Imagine having a set of micro-services responsible for implementing a Kanban board website. One service could be responsible for holding the information related to each card. Another service could be responsible for controlling the flow of the board. Another service could be responsible for notifications to users when a card moves. Any given user of the application does not fully know the level of complexity behind such a simple-looking website!
With that picture in mind, what do you do when a customer of the website mentions to the development team that loading the page takes longer than expected after the last release?
Now that we've set the stage for the issue at hand, let's walk through how to narrow down which areas we should start looking at. If you don't have in-depth knowledge of the entire application, it's great to think about the overall picture of the system. We have a website that communicates with several APIs to deliver its content. Breaking it down further, we have APIs that need to store information about the current state of each card, properties on each card, etc. Taking that knowledge, a great place to start by monitoring the application when it's running is to observe which calls are being made. If the APIs use SQL Server to store data, there is a perfect tool to do just that.

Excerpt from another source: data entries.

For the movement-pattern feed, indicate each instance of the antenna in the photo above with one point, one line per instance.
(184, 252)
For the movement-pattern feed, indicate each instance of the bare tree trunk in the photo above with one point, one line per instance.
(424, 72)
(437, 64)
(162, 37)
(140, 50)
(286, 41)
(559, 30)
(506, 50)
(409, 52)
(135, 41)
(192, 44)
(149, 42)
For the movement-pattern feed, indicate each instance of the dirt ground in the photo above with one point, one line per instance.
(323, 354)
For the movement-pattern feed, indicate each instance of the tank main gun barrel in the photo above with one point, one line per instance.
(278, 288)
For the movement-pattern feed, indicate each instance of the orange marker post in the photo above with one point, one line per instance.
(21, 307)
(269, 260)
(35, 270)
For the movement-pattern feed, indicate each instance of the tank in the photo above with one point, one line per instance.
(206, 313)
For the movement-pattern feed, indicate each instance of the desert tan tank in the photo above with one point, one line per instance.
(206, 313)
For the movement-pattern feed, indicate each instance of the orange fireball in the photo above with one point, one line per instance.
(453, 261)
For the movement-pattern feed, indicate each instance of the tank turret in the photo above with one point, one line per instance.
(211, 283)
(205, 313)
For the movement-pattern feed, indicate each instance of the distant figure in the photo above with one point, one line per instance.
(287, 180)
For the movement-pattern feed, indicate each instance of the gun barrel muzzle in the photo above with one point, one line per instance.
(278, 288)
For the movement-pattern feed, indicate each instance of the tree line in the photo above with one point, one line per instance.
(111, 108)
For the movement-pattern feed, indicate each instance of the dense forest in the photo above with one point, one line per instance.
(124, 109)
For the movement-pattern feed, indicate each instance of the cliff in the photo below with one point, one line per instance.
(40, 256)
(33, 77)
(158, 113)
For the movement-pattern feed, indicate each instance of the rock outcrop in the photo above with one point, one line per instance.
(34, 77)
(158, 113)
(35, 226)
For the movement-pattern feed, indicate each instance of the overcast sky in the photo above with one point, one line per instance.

SQL Profiler is an application that is included with SQL Management Studio and provides this functionality. When running Profiler, you start by connecting to the database you want to monitor. Once you select a database and start a trace, you can now start using the application to monitor the queries issued against the database.
Analyzing the results
Now to make sense of the results. The main evidence we are looking for is how often does our application make queries against the database to provide the page to users? A sample query to group like-queries together could look something like what is pictured to the left.
With results like those below, we can now connect the dots with the operation that we performed in the application. If we were just loading the initial Kanban board and saw results like this, we have plenty of avenues to pursue.
From the results, it looks like we're calling to get the card information one card at a time then calling to get the different column states, and finally the different people assigned to the cards. If the database lived on the same machine, results like this would not be as big of an issue. Since the database lives on a different machine and we must query for these results over a network connection, there can be considerable delay causing the page to load much slower than expected.
At this point, we can look through the code to better understand how we are making these calls and how best to refactor them. In this case, the best solution would be to retrieve the cards from the database in a bulk operation to save on the number of round trips we have to make, resulting in a quicker page load for the user.